OK, we all get her point, and maybe it’s a good one with regard to the leftists. (Will Wilkinson takes this tack too, and I think he and McArdle are on to something. But that’s probably my bias talking; maybe a leftist could blow them up the way I’m about to do to McArdle.)
OK, first we’ll show the specific details of how silly McArdle’s post is (vis-a-vis the Austrians), and then we’ll pull back and do a “McArdle is a Moron” from 50,000 feet.

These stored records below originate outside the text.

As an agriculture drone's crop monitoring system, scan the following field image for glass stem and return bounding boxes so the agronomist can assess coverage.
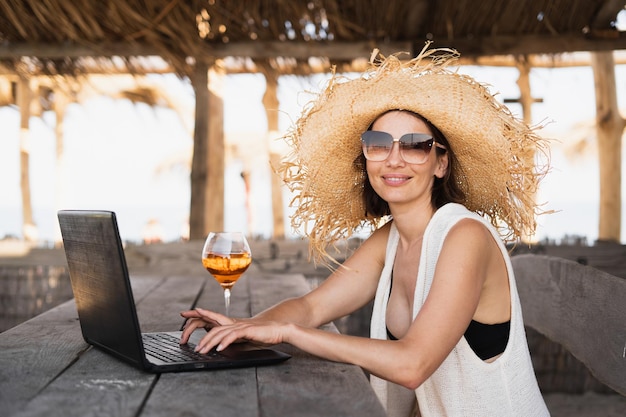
[224,288,231,317]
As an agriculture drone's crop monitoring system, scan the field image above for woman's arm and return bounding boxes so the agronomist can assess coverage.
[294,219,496,388]
[180,223,391,342]
[186,220,499,390]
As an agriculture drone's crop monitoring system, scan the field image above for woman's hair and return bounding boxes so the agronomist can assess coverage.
[357,110,466,218]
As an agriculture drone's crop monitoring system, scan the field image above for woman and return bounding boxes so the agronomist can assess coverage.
[181,46,550,416]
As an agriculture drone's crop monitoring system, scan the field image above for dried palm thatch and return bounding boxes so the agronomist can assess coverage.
[0,0,624,78]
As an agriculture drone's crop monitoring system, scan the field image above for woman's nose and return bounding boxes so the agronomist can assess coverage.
[386,141,405,165]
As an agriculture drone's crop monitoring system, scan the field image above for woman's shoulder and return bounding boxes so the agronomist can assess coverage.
[435,202,475,218]
[433,203,492,231]
[433,205,504,263]
[429,203,497,246]
[447,217,494,243]
[355,220,396,255]
[342,221,392,270]
[367,219,393,243]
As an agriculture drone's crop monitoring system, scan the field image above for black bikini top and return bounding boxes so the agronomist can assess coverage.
[386,273,510,360]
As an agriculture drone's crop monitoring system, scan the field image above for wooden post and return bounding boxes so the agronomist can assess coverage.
[501,55,544,120]
[269,152,285,238]
[240,170,254,235]
[506,55,543,241]
[53,90,68,244]
[207,67,225,233]
[514,55,534,125]
[0,78,14,106]
[17,76,36,242]
[262,69,286,239]
[189,62,225,240]
[591,51,625,243]
[189,62,209,240]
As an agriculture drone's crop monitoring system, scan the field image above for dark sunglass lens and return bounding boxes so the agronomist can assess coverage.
[399,134,434,163]
[362,131,393,160]
[362,131,393,146]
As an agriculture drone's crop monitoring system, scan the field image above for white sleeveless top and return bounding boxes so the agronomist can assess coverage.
[370,203,549,417]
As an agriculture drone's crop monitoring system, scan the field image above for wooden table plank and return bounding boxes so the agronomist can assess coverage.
[0,275,169,416]
[186,270,386,416]
[141,368,259,417]
[257,347,385,417]
[132,272,261,417]
[248,272,311,315]
[0,301,86,416]
[248,272,387,417]
[1,269,386,417]
[13,348,155,417]
[134,274,207,332]
[193,270,253,318]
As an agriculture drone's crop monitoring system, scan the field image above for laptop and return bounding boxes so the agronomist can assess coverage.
[57,210,291,373]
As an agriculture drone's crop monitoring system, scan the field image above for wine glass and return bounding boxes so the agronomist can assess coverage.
[201,232,252,317]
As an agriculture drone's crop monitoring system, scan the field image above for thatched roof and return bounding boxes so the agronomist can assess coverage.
[1,0,625,77]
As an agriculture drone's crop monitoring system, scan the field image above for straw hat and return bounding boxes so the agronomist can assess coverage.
[279,44,549,263]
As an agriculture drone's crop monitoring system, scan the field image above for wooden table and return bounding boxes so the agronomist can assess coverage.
[0,265,386,417]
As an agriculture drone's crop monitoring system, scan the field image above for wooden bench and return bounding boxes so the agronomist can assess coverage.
[512,254,626,396]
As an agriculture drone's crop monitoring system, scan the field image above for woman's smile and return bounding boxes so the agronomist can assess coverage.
[382,174,412,186]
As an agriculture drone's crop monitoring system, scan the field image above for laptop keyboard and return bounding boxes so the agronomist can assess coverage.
[142,333,223,363]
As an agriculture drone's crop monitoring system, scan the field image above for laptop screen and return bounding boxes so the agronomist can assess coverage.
[58,210,146,366]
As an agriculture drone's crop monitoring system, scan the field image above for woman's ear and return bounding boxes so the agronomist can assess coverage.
[434,152,449,179]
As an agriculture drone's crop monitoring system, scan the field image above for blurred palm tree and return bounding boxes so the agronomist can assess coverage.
[1,73,193,243]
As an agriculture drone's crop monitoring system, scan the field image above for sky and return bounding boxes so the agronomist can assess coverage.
[0,59,625,246]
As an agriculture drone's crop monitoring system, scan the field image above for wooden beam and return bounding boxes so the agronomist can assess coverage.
[0,41,410,60]
[1,33,626,62]
[0,42,163,59]
[2,51,626,79]
[460,52,626,68]
[429,33,626,57]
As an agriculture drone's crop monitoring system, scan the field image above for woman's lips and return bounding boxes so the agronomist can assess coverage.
[382,174,411,185]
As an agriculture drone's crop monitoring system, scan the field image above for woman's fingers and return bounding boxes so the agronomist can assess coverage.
[194,323,234,353]
[193,321,288,354]
[194,308,233,325]
[179,307,288,354]
[179,308,234,344]
[179,317,206,344]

This “smallish injection of short-term capital” corresponded to the lowest that the Fed had set inflation-adjusted rates since 1979. I explain the matter in this piece, but here’s the relevant graph:
And note too in the above chart, it’s not like Greenspan had cheap credit for three weeks or something. He held the (nominal) fed funds rate at a ridiculous 1% for an entire year. And the year in question was June 2003 to June 2004. Did that coincide at all with the housing boom? Surely a coincidence.
OK sure, Greenspan made credit really cheap. But maybe that was partly a result of the infusion of foreign investment, the bogeyman that Tyler Cowen and Alan Greenspan are blaming. (“And my scheme would’ve worked, too, if it hadn’t been for those meddling savers in China!”) So let’s just look at something that Greenspan directly controlled, namely the monetary base. The below chart shows the absolute change in the monetary base from the prior year; so be careful, this is in dollars, not percentages:
As you can see, Greenspan let the base grow far more than at any time in prior US history. (The big spike up and down is because of the Y2K scare; they flooded the system with liquidity so people wouldn’t pull out their money. Also, in % terms Greenspan’s actions were not unprecedented, but still significant.) From January 2001 to June 2004, the monetary base grew by $154 billion–and remember, this is the base of the money-and-credit pyramid. I know Ms. McArdle gets a lot more readers than I do, but still, if she considers $154 billion in base money just a “smallish injection”–te salute, Ms. McArdle!
Finally, the big picture: Suppose I blamed the economic disaster in interwar Germany on the guy(s) running the printing press. Would McArdle ridicule that as an evil Kraut theory?